Ou seja, não se pode destituir um governo simplesmente por estar fraco, este não pode ser o pretexto de impeachment. O instrumento não foi feito pra isso. Foi feito para que, em casos extremos, nos quais ficarem comprovados crimes de responsabilidade, se abra um processo. Impeachment serve para interromper uma situação na qual a presidência da República está visivelmente comprometida com crimes de responsabilidade. E não é o caso. Todo mundo sabe que a Dilma é uma mandatária honesta, comprometida com valores republicanos. Pode-se fazer todo tipo de crítica, mas um impeachment nessas condições seria um golpe branco.
No entanto, não podemos deixar de enxergar que tal movimento existe na sociedade. Creio que, até este momento, ainda é um movimento isolado. Porém, já há setores significativos do PSDB que se manifestaram em favor. Por enquanto, o PSDB, como partido, não aprovou tal proposta e conteve os que são favoráveis. Mas, na bancada de deputados federais, essa é uma posição significativa. E se o principal partido de oposição compra a ideia, ela deixa de ser movimento isolado na sociedade, e passa a ter expressão institucional.
Eu realmente faço votos de que isso não aconteça. E acho que todos aqueles empenhados na solução democrática, onde me incluo, precisam reconhecer que até agora o PSDB não tomou esse rumo. Precisamos trazer o PSDB para a solução democrática, e não empurrá-lo para o lado de um golpe branco. Com relação à renúncia, sempre haverá pressão nesse sentido, hoje pequena. Acredito que a presidente tem uma biografia que mostra capacidade de resistência suficiente pra não chegar a tal.
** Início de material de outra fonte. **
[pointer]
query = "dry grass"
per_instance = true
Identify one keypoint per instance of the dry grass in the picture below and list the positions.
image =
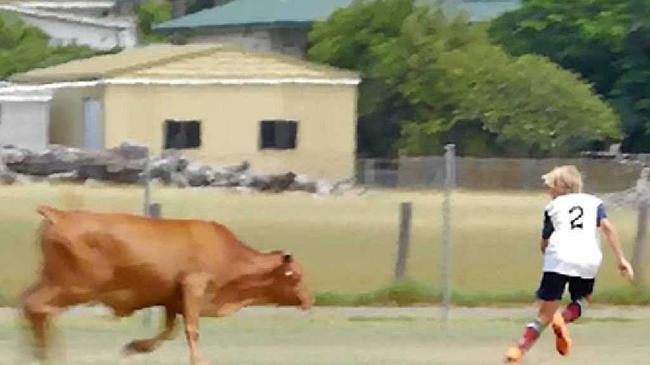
(346, 243)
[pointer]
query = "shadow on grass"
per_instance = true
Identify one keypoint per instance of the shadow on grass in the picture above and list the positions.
(413, 293)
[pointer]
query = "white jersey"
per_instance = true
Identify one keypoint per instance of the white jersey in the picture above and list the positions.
(571, 226)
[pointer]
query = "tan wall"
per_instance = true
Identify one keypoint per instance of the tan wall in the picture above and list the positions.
(66, 123)
(230, 117)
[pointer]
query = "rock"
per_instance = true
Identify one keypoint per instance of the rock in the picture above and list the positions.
(7, 177)
(324, 188)
(21, 179)
(56, 159)
(235, 169)
(179, 180)
(63, 177)
(12, 155)
(130, 151)
(304, 183)
(199, 175)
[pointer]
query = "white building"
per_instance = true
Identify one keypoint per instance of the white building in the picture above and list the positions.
(24, 116)
(91, 23)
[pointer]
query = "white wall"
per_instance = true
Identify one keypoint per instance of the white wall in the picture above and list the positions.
(292, 42)
(65, 33)
(24, 124)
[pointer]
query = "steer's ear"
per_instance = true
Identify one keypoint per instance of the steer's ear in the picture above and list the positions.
(287, 258)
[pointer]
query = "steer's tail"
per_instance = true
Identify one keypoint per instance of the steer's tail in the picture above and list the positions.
(51, 214)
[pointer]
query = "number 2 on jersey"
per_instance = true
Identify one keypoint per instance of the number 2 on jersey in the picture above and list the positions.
(576, 221)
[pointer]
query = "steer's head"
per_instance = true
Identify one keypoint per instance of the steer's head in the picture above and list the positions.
(288, 287)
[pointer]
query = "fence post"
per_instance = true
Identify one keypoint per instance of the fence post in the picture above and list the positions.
(404, 240)
(638, 257)
(369, 172)
(450, 183)
(148, 210)
(147, 186)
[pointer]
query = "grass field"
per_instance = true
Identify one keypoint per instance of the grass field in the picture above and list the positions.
(349, 337)
(345, 243)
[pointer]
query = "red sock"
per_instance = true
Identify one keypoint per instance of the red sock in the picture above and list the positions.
(531, 333)
(572, 312)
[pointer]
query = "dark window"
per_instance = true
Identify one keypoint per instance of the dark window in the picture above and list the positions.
(278, 134)
(182, 134)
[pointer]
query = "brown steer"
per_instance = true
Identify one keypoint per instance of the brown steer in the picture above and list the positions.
(126, 262)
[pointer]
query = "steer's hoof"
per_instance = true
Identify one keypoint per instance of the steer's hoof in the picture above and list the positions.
(139, 347)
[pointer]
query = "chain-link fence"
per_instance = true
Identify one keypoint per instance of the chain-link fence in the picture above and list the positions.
(602, 175)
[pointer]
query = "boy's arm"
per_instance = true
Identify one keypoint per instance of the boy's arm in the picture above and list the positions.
(543, 244)
(607, 228)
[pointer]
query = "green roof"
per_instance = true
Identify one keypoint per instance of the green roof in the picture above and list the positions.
(302, 13)
(296, 13)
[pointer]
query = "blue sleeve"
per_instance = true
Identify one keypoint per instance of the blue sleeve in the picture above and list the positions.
(602, 214)
(548, 229)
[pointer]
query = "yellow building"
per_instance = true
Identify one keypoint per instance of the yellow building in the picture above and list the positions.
(218, 104)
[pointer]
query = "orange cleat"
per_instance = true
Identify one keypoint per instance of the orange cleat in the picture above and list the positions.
(513, 355)
(562, 338)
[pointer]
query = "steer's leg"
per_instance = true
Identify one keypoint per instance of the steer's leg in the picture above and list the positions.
(36, 312)
(194, 288)
(150, 344)
(39, 303)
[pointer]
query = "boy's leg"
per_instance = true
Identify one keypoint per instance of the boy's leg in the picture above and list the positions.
(549, 294)
(580, 290)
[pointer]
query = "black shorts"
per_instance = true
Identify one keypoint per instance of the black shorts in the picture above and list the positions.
(553, 285)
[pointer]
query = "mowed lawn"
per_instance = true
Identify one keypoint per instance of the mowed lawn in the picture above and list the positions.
(346, 337)
(346, 243)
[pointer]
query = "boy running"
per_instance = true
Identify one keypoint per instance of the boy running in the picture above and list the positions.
(572, 256)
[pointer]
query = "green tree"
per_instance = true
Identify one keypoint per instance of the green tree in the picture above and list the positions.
(430, 79)
(23, 48)
(605, 41)
(150, 13)
(527, 106)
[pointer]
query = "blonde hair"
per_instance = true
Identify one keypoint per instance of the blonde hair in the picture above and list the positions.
(563, 180)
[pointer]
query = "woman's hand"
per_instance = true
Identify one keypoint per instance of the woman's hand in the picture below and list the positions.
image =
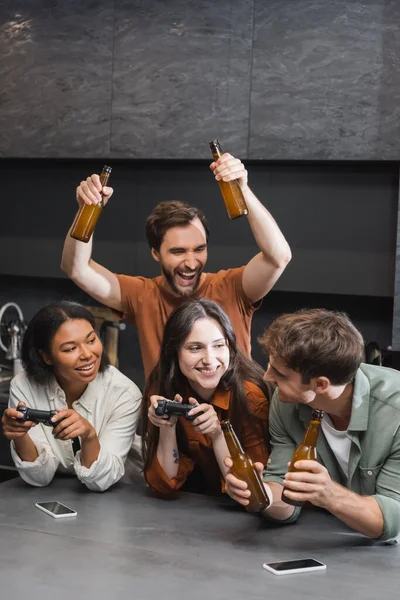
(208, 422)
(163, 421)
(12, 429)
(238, 489)
(69, 424)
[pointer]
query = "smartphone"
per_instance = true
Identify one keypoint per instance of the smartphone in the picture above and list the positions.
(56, 509)
(302, 565)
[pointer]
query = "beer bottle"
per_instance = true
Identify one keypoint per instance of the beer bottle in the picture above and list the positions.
(230, 190)
(243, 468)
(307, 450)
(88, 214)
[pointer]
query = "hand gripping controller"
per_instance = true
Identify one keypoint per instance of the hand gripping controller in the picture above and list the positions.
(171, 408)
(37, 416)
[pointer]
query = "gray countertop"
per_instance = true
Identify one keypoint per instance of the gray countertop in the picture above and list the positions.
(126, 541)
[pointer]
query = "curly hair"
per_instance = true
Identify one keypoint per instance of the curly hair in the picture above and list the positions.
(40, 333)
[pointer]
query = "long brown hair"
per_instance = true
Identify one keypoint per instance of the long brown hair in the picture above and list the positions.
(166, 379)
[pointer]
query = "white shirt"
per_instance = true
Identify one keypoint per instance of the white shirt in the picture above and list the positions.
(339, 443)
(111, 404)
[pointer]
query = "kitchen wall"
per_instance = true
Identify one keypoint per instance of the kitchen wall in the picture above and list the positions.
(273, 79)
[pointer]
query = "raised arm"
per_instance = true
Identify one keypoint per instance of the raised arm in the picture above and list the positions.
(264, 270)
(97, 281)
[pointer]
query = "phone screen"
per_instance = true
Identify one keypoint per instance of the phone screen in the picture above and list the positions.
(287, 565)
(56, 508)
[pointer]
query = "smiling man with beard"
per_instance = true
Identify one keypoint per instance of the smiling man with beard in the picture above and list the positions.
(177, 235)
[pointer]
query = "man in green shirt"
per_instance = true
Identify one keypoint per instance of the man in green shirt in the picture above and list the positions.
(315, 359)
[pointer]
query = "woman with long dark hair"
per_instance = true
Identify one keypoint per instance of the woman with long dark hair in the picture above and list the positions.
(201, 365)
(66, 370)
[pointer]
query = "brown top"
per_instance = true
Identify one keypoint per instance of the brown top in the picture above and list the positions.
(148, 305)
(198, 459)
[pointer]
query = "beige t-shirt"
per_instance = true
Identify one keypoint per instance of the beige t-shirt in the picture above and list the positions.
(147, 305)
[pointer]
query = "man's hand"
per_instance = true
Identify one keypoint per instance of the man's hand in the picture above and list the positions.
(88, 192)
(12, 429)
(229, 168)
(69, 424)
(312, 483)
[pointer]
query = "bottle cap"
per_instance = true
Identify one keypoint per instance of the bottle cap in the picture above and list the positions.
(317, 414)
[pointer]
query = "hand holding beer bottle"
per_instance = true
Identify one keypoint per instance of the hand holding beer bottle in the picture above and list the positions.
(91, 207)
(243, 468)
(307, 450)
(232, 194)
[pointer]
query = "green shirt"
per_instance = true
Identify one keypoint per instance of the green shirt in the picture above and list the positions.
(374, 430)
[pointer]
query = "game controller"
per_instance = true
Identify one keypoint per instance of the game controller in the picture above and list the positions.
(170, 408)
(37, 416)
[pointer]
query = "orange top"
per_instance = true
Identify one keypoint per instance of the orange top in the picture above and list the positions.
(146, 304)
(198, 462)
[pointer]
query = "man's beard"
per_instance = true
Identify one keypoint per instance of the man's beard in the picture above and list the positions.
(187, 292)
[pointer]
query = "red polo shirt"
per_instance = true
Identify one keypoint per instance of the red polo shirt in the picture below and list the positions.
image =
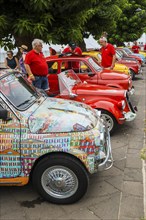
(107, 55)
(37, 63)
(135, 49)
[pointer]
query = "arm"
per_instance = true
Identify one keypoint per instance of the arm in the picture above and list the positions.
(28, 70)
(6, 64)
(113, 61)
(17, 63)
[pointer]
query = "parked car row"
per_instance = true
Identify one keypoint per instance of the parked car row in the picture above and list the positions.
(58, 139)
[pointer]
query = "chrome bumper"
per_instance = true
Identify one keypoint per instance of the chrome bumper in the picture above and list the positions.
(128, 116)
(131, 91)
(108, 160)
Estamos diante de um governo fraco. Tal fraqueza deverá continuar por um período não pequeno, o que depende da economia, ainda que não exclusivamente, sendo que ninguém sabe quanto tempo vai durar o processo recessivo e o quão profundo será. Mas acredito que a presidente tem condições de cumprir o mandato, que é o que devemos apoiar, mesmo fazendo as críticas, como eu as faço, a respeito do ajuste recessivo, que considero equivocado.
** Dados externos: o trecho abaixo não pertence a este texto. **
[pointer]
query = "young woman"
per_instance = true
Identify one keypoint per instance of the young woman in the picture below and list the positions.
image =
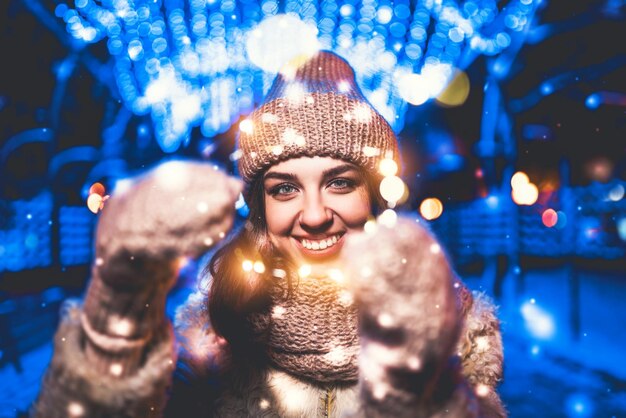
(305, 314)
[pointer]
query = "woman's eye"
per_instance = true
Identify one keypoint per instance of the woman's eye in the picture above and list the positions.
(341, 184)
(282, 189)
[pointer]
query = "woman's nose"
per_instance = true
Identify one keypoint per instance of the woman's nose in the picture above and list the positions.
(315, 214)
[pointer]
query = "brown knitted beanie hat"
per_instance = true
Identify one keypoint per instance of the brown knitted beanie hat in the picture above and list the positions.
(316, 109)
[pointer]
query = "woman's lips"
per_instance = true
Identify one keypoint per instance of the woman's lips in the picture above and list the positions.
(320, 248)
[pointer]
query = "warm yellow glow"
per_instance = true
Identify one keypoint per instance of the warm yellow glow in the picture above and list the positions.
(292, 137)
(482, 390)
(371, 151)
(277, 149)
(549, 217)
(519, 179)
(294, 93)
(246, 126)
(431, 208)
(388, 167)
(97, 188)
(392, 189)
(122, 327)
(279, 273)
(95, 202)
(247, 265)
(525, 195)
(457, 91)
(259, 267)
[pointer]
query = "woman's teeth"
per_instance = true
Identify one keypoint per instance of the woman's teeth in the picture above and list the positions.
(320, 244)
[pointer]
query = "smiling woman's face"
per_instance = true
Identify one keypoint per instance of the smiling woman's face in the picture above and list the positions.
(311, 204)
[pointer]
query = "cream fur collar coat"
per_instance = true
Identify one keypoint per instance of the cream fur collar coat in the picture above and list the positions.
(273, 393)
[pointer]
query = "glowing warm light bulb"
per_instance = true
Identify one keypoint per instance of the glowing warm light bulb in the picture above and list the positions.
(247, 265)
(122, 327)
(388, 167)
(431, 208)
(246, 126)
(482, 390)
(97, 188)
(259, 267)
(549, 218)
(525, 195)
(519, 179)
(392, 188)
(95, 203)
(371, 151)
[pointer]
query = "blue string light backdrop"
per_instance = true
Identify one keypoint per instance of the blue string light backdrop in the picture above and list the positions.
(204, 63)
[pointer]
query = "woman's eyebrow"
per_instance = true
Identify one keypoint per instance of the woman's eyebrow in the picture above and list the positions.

Você mencionou o sub-parlamentarismo. Ainda que afastado por ora o espectro de uma renúncia ou impeachment, não estamos, de um certo modo, já vivendo sob uma espécie de sub-parlamentarismo, uma vez diante de um governo fraco, sem um comando pleno da economia e da política nacionais? Teremos pela frente um tempo sob esse sub-parlamentarismo que você mencionou?
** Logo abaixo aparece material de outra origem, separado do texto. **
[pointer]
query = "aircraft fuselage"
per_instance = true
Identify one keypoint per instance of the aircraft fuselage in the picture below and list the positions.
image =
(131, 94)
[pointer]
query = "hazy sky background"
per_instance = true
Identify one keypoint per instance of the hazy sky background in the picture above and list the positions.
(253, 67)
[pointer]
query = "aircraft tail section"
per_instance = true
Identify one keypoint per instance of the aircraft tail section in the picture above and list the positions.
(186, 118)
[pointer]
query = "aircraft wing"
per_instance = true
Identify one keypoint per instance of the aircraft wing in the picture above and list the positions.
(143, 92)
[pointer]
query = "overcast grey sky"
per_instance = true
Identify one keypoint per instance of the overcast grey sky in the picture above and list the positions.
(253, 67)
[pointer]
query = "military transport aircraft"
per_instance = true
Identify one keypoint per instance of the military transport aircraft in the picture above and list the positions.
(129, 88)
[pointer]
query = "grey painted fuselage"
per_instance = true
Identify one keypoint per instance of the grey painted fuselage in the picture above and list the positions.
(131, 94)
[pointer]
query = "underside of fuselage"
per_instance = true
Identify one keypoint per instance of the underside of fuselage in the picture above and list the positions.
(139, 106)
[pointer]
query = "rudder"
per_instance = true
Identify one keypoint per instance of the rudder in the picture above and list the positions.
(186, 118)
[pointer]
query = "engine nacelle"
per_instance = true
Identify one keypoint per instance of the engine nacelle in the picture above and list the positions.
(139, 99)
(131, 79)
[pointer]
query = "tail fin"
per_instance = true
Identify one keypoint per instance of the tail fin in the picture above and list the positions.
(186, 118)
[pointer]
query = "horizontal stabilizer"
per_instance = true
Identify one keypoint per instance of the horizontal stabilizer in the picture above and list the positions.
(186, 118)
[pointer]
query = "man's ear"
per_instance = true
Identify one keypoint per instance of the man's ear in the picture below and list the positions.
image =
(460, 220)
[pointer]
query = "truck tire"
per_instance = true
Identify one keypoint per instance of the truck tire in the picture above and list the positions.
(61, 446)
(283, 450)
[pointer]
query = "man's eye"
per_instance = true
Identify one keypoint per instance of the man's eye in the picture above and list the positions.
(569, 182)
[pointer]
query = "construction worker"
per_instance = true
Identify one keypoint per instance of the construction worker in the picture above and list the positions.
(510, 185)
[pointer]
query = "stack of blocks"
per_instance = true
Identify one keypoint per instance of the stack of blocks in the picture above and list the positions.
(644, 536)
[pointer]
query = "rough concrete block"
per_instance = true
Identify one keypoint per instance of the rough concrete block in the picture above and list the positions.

Não podemos nos confundir com as palavras. Sem dúvida, é um governo fraco, começou fraco. De fato, Dilma teve de delegar funções. Na economia, houve uma terceirização, o Ministério da Fazenda aplica a política do PSDB. Na política, teve de chamar o vice Michel Temer e entregar-lhe a articulação política, que agora está na mão do PMDB. Existe essa espécie de delegação. Mas não chamaria de sub-parlamentarismo, e sim de um governo presidencialista fraco, num país hiper-presidencialista como o Brasil, não apenas no sentido de que o presidente tem todas as atribuições de um presidente dos EUA: ele também possui a atribuição de, até certo ponto legislar, por meio de Medidas Provisórias e Decretos.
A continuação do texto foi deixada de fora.